Killing vectors for $\rm SO(3)$ (rotational) symmetry I am reading a paper$^1$ by Manton and Gibbons on the dynamics of BPS monopoles. In this, they write the Atiyah-Hitchin metric for a two-monopole system. The first part is for the one monopole moduli manifold, and other terms for a 4-dimensional hyper kahler surface which is $SO(3)$ symmetric parameterized by the euler angles. He obtains two sets of $SO(3)$  killing vectors. What is the systematic way to obtain these two various sets? What are the equations involved?
$$\xi^R_i=\cot{\theta}\cos{\psi}\frac{\partial}{\partial{\psi}}-\sin{\psi}\frac{\partial}{\partial{\theta}}+\frac{cos{\psi}}{\sin{\theta}}\frac{\partial}{\partial{\phi}}$$
$$\xi^R_2=-\cot{\theta}\sin{\psi}\frac{\partial}{\partial{\psi}}+\cos{\psi}\frac{\partial}{\partial{\theta}}+\frac{sin{\psi}}{\sin{\theta}}\frac{\partial}{\partial{\psi}}$$
$$\xi^R_3=\frac{\partial}{\partial{\psi}}$$
and the other set by
$$\xi^L_1=\cot{\theta}\cos{\phi}\frac{\partial}{\partial{\phi}}+\sin{\phi}\frac{\partial}{\partial{\theta}}-\frac{\cos{\phi}}{\sin{\theta}}\frac{\partial}{\partial{\psi}}$$
$$\xi^L_2=-\cot{\theta}\sin{\phi}\frac{\partial}{\partial{\phi}}-\cos{\phi}\frac{\partial}{\partial{\theta}}-\frac{\sin{\psi}}{\sin{\theta}}\frac{\partial}{\partial{\psi}}$$
$$\xi^L_3=-\frac{\partial}{\partial{\phi}}$$
References:
$^1$ G.W. Gibbons and N.S. Manton, Classical and quantum dynamics of BPS monopoles, Nucl. Phys. B274 (1986) 183.
 A: The specific form of the Killing vectors depends on the parameterization of the group element, from the notation (and the results), one can deduce that Euler angle parameterization has been used:
$ g = exp(i\sigma_3 \psi) exp(i \sigma_1 \theta) exp(i  \sigma_3 \phi)$ 
where the sigmas are the generators of rotations with respect to Cartesian axes in the three dimensional representation.
Also  the two sets of killing vectors correspond to the left  and right action of $SO(3)$ on itself which preserve the invariant metric. I'll describe to you the case of the left action for example.
The basic equation definining the lect killing vectors is 
$ K_A^L g = \sigma_A g$ (for the right action $K_A^R g = g \sigma_A$, I'll skip from now the superscript understanding it is a left action).

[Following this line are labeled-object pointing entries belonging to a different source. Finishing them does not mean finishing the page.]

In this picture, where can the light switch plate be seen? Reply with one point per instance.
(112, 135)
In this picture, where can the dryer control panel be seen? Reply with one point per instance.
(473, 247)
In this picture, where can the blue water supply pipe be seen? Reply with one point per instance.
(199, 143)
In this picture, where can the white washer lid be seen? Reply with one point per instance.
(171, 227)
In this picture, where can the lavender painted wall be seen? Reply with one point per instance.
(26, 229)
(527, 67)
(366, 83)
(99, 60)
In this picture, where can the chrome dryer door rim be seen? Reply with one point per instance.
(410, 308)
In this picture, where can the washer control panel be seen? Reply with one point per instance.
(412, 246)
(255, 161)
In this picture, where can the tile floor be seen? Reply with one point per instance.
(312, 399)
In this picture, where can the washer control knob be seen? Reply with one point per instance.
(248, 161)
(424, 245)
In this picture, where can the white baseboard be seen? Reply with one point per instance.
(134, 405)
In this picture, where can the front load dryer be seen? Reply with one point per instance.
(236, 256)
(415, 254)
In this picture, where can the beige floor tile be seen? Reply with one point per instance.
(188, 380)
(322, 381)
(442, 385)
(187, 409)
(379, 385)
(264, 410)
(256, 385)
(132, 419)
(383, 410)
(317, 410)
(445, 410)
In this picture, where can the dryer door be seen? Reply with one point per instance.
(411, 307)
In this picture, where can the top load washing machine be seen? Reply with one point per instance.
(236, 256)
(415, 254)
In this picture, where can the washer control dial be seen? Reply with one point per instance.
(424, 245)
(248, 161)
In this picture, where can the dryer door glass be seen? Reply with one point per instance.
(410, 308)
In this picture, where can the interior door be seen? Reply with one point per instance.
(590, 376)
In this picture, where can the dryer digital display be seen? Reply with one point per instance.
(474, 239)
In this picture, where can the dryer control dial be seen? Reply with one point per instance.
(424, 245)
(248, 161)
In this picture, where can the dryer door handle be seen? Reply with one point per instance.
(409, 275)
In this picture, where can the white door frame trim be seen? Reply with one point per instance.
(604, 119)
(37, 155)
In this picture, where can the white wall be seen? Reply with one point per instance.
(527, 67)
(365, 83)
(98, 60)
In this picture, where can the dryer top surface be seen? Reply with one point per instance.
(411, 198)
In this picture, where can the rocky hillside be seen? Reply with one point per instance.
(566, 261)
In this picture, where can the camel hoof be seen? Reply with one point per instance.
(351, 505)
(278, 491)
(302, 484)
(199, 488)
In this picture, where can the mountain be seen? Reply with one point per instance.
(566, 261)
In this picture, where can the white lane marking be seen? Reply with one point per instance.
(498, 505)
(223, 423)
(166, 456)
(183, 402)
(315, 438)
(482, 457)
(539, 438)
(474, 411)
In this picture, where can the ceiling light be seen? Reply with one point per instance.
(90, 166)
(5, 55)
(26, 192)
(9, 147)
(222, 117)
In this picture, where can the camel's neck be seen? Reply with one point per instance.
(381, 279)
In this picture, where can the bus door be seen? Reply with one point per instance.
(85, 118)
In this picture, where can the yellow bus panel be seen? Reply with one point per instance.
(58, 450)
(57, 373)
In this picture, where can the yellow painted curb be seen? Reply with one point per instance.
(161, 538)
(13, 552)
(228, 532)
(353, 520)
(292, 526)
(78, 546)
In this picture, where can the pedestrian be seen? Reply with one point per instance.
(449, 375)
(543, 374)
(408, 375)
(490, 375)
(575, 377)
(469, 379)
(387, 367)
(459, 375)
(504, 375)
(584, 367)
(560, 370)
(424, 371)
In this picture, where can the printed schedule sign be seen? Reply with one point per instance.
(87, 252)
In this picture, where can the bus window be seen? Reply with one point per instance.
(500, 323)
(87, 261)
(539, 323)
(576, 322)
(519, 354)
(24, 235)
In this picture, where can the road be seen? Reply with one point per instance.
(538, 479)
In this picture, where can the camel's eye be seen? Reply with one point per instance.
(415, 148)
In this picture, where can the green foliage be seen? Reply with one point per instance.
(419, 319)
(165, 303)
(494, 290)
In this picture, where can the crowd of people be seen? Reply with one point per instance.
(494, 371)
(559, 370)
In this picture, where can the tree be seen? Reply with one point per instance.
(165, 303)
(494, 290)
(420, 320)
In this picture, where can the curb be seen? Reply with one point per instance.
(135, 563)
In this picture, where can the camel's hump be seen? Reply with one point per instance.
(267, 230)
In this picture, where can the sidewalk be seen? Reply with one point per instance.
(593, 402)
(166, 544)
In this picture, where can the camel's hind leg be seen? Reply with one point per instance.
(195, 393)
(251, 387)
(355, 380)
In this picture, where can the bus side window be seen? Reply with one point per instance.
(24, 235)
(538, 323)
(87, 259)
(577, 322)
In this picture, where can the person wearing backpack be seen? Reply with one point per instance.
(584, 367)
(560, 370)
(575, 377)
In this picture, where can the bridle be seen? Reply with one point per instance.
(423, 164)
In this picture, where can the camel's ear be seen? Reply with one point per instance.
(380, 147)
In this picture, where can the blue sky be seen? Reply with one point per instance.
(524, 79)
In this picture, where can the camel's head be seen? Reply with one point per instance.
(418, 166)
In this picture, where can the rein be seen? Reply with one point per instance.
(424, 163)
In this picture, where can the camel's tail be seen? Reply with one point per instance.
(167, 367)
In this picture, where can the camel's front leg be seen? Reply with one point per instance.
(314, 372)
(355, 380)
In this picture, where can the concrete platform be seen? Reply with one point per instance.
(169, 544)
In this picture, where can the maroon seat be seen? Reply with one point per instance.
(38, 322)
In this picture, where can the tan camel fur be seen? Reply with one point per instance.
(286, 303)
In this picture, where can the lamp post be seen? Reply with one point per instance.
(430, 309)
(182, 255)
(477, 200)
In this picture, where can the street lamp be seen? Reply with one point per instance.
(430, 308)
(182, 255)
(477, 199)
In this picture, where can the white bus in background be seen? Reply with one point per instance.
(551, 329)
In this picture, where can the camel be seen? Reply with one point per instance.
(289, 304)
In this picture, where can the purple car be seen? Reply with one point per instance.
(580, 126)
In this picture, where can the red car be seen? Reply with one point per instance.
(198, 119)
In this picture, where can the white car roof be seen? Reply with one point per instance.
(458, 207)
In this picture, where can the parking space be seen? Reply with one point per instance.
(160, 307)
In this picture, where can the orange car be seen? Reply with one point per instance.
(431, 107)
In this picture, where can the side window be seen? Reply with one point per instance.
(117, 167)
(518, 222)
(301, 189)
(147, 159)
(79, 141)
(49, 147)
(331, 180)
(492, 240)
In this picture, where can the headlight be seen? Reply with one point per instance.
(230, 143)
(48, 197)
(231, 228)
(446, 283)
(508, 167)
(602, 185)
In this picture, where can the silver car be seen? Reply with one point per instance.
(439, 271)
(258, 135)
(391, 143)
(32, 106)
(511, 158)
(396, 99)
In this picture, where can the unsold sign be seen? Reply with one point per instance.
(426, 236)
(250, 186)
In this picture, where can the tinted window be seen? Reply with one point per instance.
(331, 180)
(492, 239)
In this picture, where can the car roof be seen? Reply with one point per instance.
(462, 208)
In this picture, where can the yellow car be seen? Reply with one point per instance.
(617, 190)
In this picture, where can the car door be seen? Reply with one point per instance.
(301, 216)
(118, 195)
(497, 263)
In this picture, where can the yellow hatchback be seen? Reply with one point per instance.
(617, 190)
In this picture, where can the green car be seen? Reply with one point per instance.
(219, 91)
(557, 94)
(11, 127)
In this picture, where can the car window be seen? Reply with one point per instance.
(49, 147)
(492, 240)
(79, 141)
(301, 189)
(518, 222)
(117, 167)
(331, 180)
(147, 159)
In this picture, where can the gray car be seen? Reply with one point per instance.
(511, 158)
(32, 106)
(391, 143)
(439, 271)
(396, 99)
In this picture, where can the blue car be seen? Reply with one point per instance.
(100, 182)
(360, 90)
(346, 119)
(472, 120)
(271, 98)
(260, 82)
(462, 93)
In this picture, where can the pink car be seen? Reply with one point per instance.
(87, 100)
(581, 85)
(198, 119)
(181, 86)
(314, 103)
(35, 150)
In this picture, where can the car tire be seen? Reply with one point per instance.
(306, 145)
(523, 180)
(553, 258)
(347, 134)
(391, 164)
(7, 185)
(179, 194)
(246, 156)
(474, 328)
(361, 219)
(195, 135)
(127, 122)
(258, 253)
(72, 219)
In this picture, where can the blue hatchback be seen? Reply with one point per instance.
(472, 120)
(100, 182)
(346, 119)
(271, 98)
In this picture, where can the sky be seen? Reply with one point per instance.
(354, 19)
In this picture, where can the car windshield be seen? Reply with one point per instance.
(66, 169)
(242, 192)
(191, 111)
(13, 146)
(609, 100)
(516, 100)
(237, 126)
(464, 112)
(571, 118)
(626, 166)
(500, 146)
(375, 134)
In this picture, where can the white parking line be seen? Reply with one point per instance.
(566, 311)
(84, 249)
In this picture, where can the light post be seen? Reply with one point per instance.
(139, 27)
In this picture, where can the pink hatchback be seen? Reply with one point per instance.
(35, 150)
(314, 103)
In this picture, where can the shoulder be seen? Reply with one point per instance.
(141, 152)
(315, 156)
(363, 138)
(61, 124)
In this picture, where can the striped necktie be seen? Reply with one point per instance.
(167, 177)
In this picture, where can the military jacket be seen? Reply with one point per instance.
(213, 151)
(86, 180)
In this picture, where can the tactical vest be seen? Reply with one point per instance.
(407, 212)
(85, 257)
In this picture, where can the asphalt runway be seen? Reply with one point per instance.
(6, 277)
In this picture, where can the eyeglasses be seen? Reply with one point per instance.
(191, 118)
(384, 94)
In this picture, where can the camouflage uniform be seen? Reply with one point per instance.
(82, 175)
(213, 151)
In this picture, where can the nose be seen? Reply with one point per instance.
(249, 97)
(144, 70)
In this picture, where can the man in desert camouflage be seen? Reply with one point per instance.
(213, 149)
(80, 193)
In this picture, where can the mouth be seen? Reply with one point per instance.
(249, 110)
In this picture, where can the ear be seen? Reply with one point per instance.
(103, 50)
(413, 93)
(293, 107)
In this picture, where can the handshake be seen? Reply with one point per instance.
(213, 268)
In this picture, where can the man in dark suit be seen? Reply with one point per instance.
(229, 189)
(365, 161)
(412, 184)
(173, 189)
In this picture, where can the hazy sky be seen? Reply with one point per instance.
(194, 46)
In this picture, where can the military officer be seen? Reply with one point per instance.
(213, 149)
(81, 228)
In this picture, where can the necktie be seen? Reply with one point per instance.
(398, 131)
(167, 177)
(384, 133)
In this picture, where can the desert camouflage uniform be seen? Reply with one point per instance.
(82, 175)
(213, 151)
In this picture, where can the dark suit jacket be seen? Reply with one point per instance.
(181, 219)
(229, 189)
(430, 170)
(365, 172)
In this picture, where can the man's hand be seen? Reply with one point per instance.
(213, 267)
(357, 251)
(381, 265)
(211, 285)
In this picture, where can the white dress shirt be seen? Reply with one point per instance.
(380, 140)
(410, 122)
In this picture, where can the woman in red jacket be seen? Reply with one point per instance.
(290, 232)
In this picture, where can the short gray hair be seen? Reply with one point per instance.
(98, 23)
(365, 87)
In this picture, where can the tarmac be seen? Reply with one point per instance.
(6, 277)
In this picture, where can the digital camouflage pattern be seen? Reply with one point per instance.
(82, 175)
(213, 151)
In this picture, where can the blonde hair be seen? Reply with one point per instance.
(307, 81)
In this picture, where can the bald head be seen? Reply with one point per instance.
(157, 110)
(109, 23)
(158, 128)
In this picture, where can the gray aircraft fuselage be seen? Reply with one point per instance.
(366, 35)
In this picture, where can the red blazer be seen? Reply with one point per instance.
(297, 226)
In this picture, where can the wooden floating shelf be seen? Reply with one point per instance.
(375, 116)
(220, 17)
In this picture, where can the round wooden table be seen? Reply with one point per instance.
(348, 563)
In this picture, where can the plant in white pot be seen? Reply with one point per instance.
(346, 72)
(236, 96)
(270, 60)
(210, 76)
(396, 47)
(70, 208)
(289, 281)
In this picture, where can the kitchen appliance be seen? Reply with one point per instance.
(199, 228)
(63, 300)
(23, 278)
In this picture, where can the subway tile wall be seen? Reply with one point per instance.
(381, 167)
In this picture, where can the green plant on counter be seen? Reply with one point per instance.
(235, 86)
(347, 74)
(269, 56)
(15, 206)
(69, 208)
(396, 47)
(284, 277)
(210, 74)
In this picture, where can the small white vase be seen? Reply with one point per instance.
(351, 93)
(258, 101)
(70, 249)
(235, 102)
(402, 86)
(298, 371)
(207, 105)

$K_A$ is a differential operator:
$K_A = K_A^{\phi} \frac{\partial}{\partial \phi} +K_A^{\theta} \frac{\partial}{\partial \theta} +K_A^{\psi} \frac{\partial}{\partial \psi}$
For convenience we shall call $x^1 = \phi$, $x^2 = \theta$, $x^3 = \psi$, 
So our task is to compute $K_A^j$
In order to do that,we remember that Maurer-Cartan one form $g^{-1} dg$ is a Lie algebra valued one form, i.e., 
$m = g^{-1} dg = i a_j^A \sigma_A dx^j$ (With summation convention)
Thus, the first task to be done is to explicitely compute the coefficients  $ a_j^A$, this is done by computing the derivatives in the given parameterization.
If  we contract this form with a killing vector, we obtain:
$<K_A, m> = i K_A^j a_j^B \sigma_B = g^{-1} K_A g =g^{-1} \sigma_A g$
Using the orthogonality relations
$tr(\sigma_A \sigma_B) = \delta_{AB}$
We obtain:
$K_A^j a_j^B = tr(\sigma_B g^{-1} \sigma_A g)$
Thus by solving this system of linear equations or equivalently, inverting the matrix A we get the formula for the Killing vectors components:
$K_A^j  = (a^{-1})_B^j tr(\sigma_B g^{-1} \sigma_A g)$
in summary, one needs to compute the coefficient matrix of the Maurer-Cartan form and invert it and to compute the traces required by the last equation, then compute the Killing vector components by matrix multiplication.